Sister Cateline smiled shallowly at the dull, mumbled chorus of amen, already drowned out by the scraping of cheap wooden spoons on cheap wooden bowls, scooping up mouthfuls of cheap porridge (probably not wooden, but who could really say for certain?). Stretched out before her were a quartet of long tables, crammed to bursting with unwashed children clad in undyed frocks. There had been a time, oh so long ago, where Cateline felt horrible that the convent couldn't provide a more comfortable life for these unfortunate waifs; when she would've felt guilty that the blue and silver of her own habit was so much better kept than the clothes they offered these lost souls.
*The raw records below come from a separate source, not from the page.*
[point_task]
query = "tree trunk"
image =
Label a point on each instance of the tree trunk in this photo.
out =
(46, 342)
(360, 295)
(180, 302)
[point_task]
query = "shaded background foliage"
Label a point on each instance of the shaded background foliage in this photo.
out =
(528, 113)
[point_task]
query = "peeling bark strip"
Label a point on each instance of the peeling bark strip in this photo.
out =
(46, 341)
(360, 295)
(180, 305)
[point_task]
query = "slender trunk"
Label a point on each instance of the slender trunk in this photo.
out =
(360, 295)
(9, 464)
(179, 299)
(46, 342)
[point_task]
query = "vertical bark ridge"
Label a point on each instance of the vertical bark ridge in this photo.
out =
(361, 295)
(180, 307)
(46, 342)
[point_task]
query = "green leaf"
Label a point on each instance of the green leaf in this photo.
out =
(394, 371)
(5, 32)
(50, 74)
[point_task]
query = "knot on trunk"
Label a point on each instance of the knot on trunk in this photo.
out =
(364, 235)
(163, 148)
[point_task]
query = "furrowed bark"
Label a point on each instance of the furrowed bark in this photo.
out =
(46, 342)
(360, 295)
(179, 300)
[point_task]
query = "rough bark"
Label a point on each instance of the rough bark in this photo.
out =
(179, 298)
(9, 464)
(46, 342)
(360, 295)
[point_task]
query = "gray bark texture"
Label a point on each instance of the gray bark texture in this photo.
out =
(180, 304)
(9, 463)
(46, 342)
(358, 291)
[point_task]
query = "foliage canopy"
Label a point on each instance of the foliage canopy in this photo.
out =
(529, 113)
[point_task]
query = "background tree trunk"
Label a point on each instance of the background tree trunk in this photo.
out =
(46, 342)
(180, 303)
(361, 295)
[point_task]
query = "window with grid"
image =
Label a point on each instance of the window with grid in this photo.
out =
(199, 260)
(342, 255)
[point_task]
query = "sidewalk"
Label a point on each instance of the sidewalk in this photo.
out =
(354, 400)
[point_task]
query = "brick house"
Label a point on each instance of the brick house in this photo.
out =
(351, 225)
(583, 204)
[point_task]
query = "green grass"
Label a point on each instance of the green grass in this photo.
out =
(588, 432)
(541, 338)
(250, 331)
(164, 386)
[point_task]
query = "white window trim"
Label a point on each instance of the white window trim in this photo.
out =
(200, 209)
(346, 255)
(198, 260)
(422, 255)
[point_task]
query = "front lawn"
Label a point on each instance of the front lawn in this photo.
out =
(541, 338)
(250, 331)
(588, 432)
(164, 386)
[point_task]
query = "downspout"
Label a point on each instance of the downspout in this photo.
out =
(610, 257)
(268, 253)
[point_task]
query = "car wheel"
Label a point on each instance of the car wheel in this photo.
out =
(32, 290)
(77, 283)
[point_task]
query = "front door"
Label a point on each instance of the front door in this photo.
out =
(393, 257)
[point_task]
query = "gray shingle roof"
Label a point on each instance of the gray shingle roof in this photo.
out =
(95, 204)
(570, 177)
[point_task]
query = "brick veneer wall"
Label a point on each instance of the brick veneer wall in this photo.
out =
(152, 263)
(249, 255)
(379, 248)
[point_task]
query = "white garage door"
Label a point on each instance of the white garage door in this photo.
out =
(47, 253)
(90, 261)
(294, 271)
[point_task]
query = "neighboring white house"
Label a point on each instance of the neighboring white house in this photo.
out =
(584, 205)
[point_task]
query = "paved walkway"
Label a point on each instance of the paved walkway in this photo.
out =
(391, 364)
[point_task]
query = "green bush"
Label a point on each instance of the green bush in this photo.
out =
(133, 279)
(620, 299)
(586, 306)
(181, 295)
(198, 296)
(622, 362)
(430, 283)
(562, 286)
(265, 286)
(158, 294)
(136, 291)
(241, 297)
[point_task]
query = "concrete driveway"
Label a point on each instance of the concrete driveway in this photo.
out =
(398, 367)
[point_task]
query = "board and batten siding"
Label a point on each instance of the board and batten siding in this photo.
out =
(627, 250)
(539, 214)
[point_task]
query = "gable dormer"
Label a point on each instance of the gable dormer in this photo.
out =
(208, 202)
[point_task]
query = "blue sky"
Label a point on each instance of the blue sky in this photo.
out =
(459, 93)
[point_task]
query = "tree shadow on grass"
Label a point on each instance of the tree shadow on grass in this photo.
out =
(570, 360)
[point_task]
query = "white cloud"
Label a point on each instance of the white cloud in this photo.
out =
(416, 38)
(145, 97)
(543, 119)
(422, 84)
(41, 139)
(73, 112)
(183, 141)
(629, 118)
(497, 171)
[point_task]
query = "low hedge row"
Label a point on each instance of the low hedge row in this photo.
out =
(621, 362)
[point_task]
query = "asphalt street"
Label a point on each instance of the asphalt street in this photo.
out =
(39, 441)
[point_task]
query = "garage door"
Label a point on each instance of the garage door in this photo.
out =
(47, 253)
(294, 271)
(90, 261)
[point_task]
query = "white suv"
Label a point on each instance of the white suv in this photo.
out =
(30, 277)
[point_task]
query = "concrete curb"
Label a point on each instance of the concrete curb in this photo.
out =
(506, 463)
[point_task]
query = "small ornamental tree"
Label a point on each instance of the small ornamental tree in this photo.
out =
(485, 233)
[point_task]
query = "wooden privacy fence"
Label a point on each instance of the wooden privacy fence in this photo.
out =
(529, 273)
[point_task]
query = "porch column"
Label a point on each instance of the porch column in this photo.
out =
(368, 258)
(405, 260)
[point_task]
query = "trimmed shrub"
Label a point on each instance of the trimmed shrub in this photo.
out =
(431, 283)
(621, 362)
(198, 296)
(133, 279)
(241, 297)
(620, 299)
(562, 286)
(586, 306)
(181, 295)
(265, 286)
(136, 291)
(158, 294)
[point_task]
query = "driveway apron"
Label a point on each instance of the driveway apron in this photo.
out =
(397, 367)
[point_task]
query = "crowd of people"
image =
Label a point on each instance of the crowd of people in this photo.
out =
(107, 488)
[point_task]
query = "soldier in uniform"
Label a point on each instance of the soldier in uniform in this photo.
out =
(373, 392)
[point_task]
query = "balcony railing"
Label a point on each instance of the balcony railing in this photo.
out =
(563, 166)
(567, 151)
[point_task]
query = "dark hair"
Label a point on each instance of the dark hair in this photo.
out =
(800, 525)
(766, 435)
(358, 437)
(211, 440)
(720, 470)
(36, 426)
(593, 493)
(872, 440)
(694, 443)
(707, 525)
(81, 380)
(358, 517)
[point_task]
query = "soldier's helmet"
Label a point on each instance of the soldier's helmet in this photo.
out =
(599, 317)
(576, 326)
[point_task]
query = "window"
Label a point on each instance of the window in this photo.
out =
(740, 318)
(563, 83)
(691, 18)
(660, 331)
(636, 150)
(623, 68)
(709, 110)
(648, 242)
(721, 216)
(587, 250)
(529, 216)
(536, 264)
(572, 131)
Once, but not now. Still she did all she could, but no longer lamented her inability to do more. She'd seen too many of them in her years, and she simply couldn't afford to care any more than she had to.

She strode forward, wending her way between the tables, and stopped just as swiftly, pinned in place by two tiny, red-rimmed eyes. The new girl-what was her name…?

“You're not hungry, child?” Duty, more than genuine concern, but at least she'd bothered to ask.

“Who's Varcool?”

Cateline felt her jaw drop.

“You don't know Vercoule, child?” she asked, gently correcting the girl's pronunciation. Many of the nearby children had stopped to listen, some scoffing at the new kid's ignorance, others-just perhaps-hoping for answers to questions they'd never had the courage to ask.

When the girl shook her head, Cateline continued. “Why, he's our patron god! Vercoule, above all others, watches over Davillon.”

“What others?”

“The gods of the Hallowed Pact, of course.”

“What's the hollow pact?”

Good gods, was nobody teaching these children anything? Little heathens, running the streets of Davillon. The nun really wanted nothing more than to get the children finished up and put to bed, but even her cynicism recognized a spiritual obligation when it appeared before her.

“It refers to all the gods of the High Church, child. Uncounted gods ruled before our forefathers carved Galice from the lands of the barbarian tribes. The one hundred forty-seven greatest of them joined together over civilization, promising to watch over humanity.”